A Brief History Of Contemporary Design Studio: Droog

Droog shop at Hôtel Droog  | © Droog
Droog shop at Hôtel Droog | © Droog
Photo of Tom Coggins
9 December 2016

During the 1990s Droog quickly amassed a large following due to its intuitive grasp of modern design and its eagerness to develop the field down previously unexplored avenues. Many of the company’s innovative, minimalistic products set new standards within the industry and helped shape contemporary design practices.

The company was established in 1993 by Renny Ramakers and Gijs Bakker as a platform for contemporary Dutch design.
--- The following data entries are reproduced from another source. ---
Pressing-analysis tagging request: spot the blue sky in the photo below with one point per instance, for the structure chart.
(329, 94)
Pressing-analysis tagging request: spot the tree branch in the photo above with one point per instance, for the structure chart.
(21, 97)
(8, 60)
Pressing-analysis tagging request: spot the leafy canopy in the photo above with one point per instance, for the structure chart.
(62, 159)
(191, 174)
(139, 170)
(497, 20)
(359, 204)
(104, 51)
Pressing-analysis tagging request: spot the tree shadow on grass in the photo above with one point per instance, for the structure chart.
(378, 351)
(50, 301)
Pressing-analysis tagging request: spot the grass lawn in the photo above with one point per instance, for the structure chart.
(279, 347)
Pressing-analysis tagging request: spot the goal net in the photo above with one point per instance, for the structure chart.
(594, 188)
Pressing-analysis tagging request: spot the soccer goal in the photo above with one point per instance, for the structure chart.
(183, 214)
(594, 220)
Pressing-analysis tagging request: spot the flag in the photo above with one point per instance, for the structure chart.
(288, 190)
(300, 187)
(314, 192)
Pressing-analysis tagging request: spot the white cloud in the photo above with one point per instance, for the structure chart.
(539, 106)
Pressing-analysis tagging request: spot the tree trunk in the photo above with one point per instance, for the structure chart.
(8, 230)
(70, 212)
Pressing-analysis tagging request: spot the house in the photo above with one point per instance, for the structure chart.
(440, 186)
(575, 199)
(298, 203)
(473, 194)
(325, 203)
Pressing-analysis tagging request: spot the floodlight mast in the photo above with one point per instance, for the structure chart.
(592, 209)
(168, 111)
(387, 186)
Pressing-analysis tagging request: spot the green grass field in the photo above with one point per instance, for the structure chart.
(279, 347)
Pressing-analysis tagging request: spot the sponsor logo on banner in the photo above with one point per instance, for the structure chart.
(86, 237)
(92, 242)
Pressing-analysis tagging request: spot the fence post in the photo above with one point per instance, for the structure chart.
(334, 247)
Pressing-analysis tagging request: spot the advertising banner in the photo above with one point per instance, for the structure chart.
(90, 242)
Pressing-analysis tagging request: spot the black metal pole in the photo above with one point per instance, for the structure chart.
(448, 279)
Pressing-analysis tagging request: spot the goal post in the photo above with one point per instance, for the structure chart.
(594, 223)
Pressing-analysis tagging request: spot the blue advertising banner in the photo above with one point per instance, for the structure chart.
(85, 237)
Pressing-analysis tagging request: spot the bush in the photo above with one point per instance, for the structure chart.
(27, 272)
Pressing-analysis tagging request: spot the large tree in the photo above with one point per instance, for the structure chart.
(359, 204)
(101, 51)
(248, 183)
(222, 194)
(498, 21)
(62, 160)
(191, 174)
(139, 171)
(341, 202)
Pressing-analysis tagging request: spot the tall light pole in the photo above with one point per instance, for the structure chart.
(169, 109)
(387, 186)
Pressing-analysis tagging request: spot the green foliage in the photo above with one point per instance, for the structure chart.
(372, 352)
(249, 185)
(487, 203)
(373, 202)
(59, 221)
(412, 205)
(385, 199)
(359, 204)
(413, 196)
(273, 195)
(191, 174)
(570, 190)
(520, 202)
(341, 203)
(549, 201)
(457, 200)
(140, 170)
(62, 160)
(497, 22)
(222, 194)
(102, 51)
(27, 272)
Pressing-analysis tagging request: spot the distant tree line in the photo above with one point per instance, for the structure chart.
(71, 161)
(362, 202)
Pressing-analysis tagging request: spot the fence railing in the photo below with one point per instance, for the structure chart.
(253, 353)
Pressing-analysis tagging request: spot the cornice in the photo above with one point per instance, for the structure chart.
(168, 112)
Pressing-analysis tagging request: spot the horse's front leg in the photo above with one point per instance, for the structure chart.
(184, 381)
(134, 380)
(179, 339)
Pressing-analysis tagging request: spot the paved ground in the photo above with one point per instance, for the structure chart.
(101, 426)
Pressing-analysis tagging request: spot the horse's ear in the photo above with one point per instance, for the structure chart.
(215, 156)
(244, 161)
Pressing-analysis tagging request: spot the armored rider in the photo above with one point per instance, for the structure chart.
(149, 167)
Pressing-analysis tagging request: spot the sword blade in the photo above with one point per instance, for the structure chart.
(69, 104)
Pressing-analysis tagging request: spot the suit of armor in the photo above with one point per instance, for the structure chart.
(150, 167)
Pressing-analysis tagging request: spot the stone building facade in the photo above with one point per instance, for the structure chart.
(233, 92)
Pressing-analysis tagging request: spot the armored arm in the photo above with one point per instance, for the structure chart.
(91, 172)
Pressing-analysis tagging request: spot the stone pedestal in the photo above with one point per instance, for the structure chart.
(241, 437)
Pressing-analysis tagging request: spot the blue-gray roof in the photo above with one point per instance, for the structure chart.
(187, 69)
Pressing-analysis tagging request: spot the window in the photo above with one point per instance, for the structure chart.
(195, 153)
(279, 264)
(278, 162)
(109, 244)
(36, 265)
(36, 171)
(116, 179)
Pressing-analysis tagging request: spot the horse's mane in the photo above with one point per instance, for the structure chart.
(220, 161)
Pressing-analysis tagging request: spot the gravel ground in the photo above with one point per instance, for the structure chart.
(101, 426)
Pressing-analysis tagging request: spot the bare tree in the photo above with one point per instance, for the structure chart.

Later that year the pair presented a line of interior products made from prefabricated objects and repurposed industrial material at the Milan Furniture Fair. This collection was titled Droog (dry) due to its modest sensibilities and knowingly austere aesthetic.

After their successful debut, Ramakers and Bakker continued to collect items under the moniker Droog and decided to maintain a conceptual approach towards design. For the next ten years the company collaborated with many eminent Dutch designers and exhibited their work at trade events and galleries throughout the world.

Hotel Droog's entrance | © Franklin Heijnen / Flickr / Marcel Wanders: Knotted Chair, 1995 | © Droog / Photograph: Robaard/Theuwkens (Styling by Marjo Kranenborg, CMK) / Tejo Remy: Chest of Drawers, 1991 | © Droog / Photograph: Gerard van Hees

By the late 1990s Droog had launched several side projects including an experimental intuitive called Dry Tech which lead to the creation of Marcel Wander’s iconic ‘Knotted Chair’ and several other groundbreaking products. Due to its singular vision, Droog eventually became an internationally recognised brand and was partly responsible for the revival of Dutch design that occurred during this period.

In 2003 Ramakers and Bakker purchased a former textile factory in Amsterdam and converted it into their headquarters. This new site allowed them to develop deeper ties to the Dutch capital and gave Droog a permanent base of operations. Later on, Droog extended its building and constructed an onsite design store, gallery, restaurant and single suite hotel. Because of these expansions its headquarters was retitled Hotel Droog.

Today Droog remains dedicated to forward-thinking design and has branched into socially conscious urban research.